I guess I have not been deploying seriously over the last couple of decades because the (hardware) systems that I deploy all had some swap, even if it was only a file.
Pretty much all the guidelines about swap partitions out there reference old allocator behaviour from way over a decade ago - where you'd indeed typically run into weird issues without having a swap partition, even if you had enough RAM.
Short (and inaccurate) summary was that it'd try to use some swap even if it didn't need it yet, which made sense in the world of enough memory being too expensive, and got fixed at the cost of making the allocator way more complicated when we started having enough memory in most cases.

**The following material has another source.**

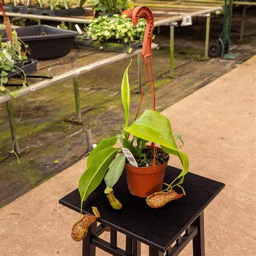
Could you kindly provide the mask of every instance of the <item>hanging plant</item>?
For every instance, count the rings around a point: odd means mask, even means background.
[[[140,19],[138,25],[134,26],[131,19],[123,16],[104,16],[94,19],[89,25],[85,34],[80,38],[92,39],[99,43],[132,43],[142,41],[145,28],[145,19]]]
[[[5,92],[14,98],[17,97],[19,90],[11,91],[5,84],[9,81],[9,76],[11,72],[16,73],[22,78],[22,87],[26,87],[26,75],[21,68],[28,61],[26,57],[28,45],[19,40],[17,32],[14,30],[11,33],[11,41],[3,42],[2,35],[0,36],[0,91]],[[25,51],[22,50],[23,45]]]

Nowadays typically you don't need swap unless you work on a product with some constraints, in which case you'd hand tune low memory performance anyway. Just don't buy anything with less than 32GB, and you should be good.
yeah pretty much, also configuring memory limits everywhere where apps allow it. some software also handles malloc failures relatively gracefully, which helps a whole lot (thank you postgres devs)
Ive spent the last day thinking about that, I really can't see any big negative side effects, the only issue that I'd have is being notified of OOM conditions, and that would just be a syslog regex match. Great plan.
I would add a link to the gitlab to the page also, clicking the LICENCE brings me to the source code but other than that there did not seem to be a link .
Out of curiosity, did you use LLM's to code this? My gut feeling tells me at minimum the readme was written by one, or maybe it's normal to use emojis everywhere :-) Also I am not meaning to judge it as good or bad, I'm just curious.
I think one thing that LLM's and coding agents enables, is creating these customised solution which solve a specific problem, in a specific way. Some might consider it wasteful. I bet many thinks your effort would have been better spent contributing to one of the existing ones instead of doing yet another tool, but I find fascinating that we can finally tell our computers what we need and the will do it.
If you hand-wrote everything, then apologies for the unrelated rant :-)
Yes, I used LLMs to develop this. I think the README has more emojis than any mortal could summon. Hehe
I used ChatGPT to design the solution that I wanted and Claude Sonnet to do most of the coding.
I'm trying to figure out what works for me in the brave new world of AI enabled development, so that I can make recommendations to my team.
A few things that really helped me here were:
- Having the gitlab cli (glab) installed and configured was very helpful because it allowed me to do things like lint the CI file and inspect the build output in the LLM context.
- Having the zereight/gitlab-mcp installed was useful as well. Even though I can make Issues and MRs using the CLI, the LLM frequently made escaping mistakes when writing long comment sections. The mcp tool was great for this.
- Almost all of my process started with me describing a bug or feature, then asking the LLM to investigate the feature and create an Issue. From there I tried as much as possible to keep the scope of my work small and exclusively tied to an issue branch.
I'm a reasonably good programmer - I've been at it for 30 years. I think there's no question that LLMs expand my "radius of capability." Just like everyone else, I'm trying to figure out the best way to safely maximize this new world of tools.
Do not expose anything without authentication.
And absolutely do not expose a folder with something like `python -m http.server -b 0.0.0.0 8080` if you have .git in it, someone will help themselves to it immediately.
If you are aware of this, funnel works fine and is not insecure.
Tailscale IMHO failing in educating people about this danger. They do mention in on the docs, but I think it should be a big red warning when you start it, because people clearly does not realise this.
I took a quick look a while ago and watching just part of the CT firehose, I found 35 .git folders in 30 minutes.
No idea if there was anything sensitive I just did a HEAD check against `.git/index` if I recall.